[Feature] elastic: log Reply-To, received IPs, URL metadata, and pre-result module (#6018)
* [Feature] elastic: log Reply-To, received IPs, URL metadata, and pre-result module
- reply_to_user / reply_to_domain: parsed from Reply-To via
rspamd_util.parse_mail_address, mirroring the from / mime_from split.
- received_ips: list of IPs from Received headers
- urls and urls_cta with the new collect_urls config block: per-URL
records {url, etld, host, protocol, flags, count} plus aggregate
metrics {total, unique, max_repeats, repeat_ratio}. CTA URLs are
collected via text_part:get_cta_urls({original=true}) and walked via
:get_redirected so url_redirector-resolved hops are captured, then
either kept inline at the top of urls (sorted ahead of non-CTA so
they survive max_urls truncation) or emitted into a dedicated
urls_cta when separate_cta is on
- action_forced: the module name from task:has_pre_result(), so logs
show which prefilter short-circuited the pipeline (or 'no force').
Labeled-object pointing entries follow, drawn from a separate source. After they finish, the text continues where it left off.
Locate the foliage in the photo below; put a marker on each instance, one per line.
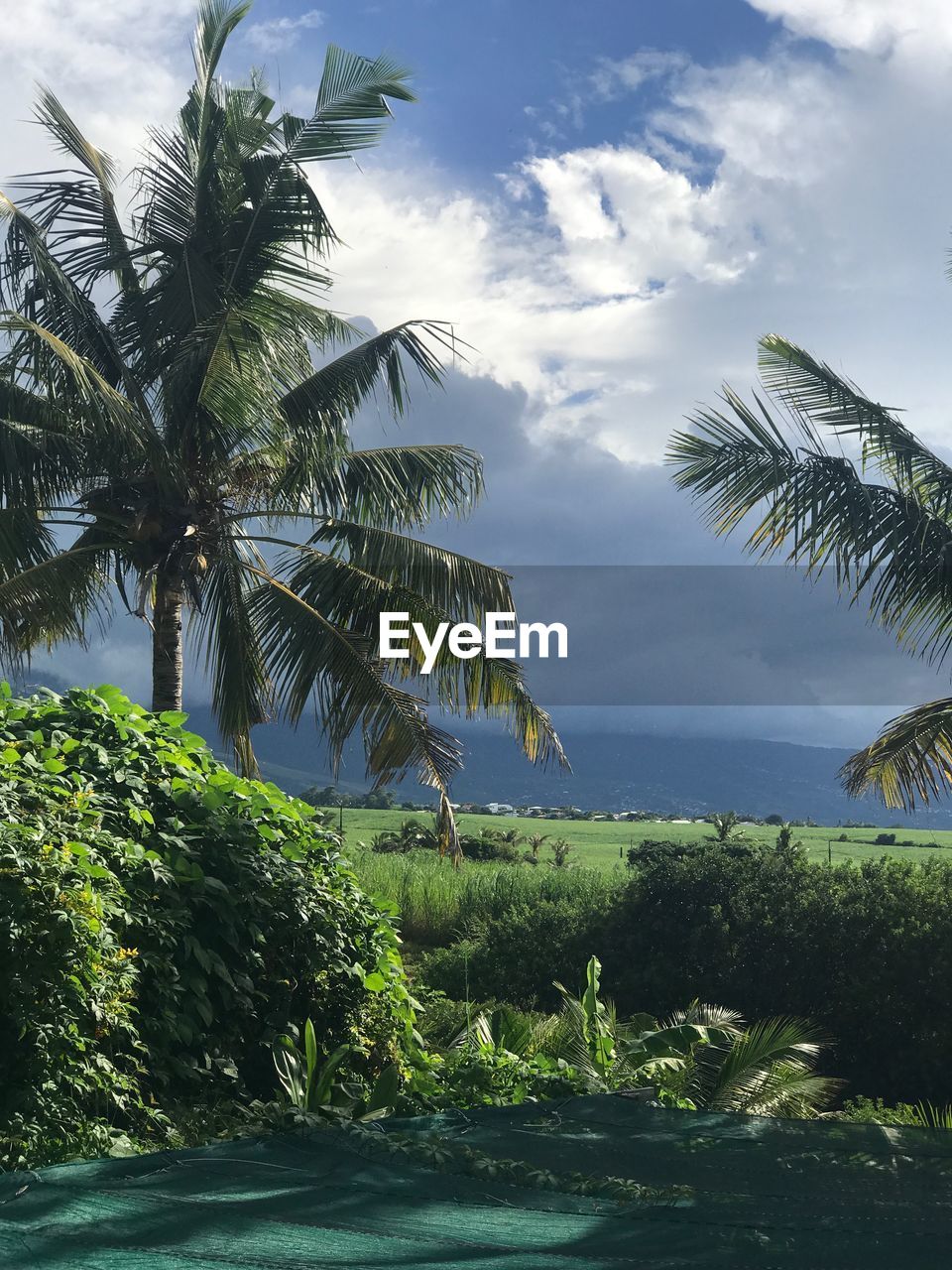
(173, 399)
(560, 849)
(923, 1115)
(438, 1152)
(486, 844)
(881, 522)
(162, 920)
(701, 1057)
(312, 1086)
(70, 1053)
(864, 951)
Renames get_received_delay to get_received_info (returns delay + ips
in one pass over the received chain) and replaces the local
merge_settings helper with lua_util.override_defaults — the two are
functionally equivalent recursive deep-merges, but override_defaults
is the project-wide maintained helper.
Signed-off-by: Dmitriy Alekseev <1865999+dragoangel@users.noreply.github.com>
* [Fix] elastic: reset queue counters on pop drain which prevents the indices from accumulating monotonically over the worker's lifetime
- Drop tostring() around url:get_text() (already a Lua string) in
url_to_record and url_key.
- Drop tostring() around url:get_flags_num() (.. coerces numbers).
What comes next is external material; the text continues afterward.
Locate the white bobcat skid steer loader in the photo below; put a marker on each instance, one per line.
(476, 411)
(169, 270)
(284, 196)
- Replace tostring(url) in CTA dedup key with url:get_text() to avoid
the __tostring metamethod's percent-encoding two-pass walk.
- Drop `or nil` no-op after url:get_redirected().
- Cache url:get_host() once in url_to_record (was called twice).
- Remove dead `if on then` guard on url:get_flags() — only set bits
are inserted, so every value is true.
- Cache tostring(real_ip) in get_received_info and tostring(ip_addr) /
tostring(origin_ip) in get_general_metadata; refactor to one call.
- In build_urls_metadata, compute url_key(u, false) once per URL and
reuse for the CTA lookup; only recompute when full_urls is true.
- Drop sort=true from task:get_urls() — the C-level qsort doesn't
survive: results are rehashed for dedup and re-sorted by count.
Also remove the misleading "deterministic order, stable dedup"
comment (table.sort is unstable in standard Lua).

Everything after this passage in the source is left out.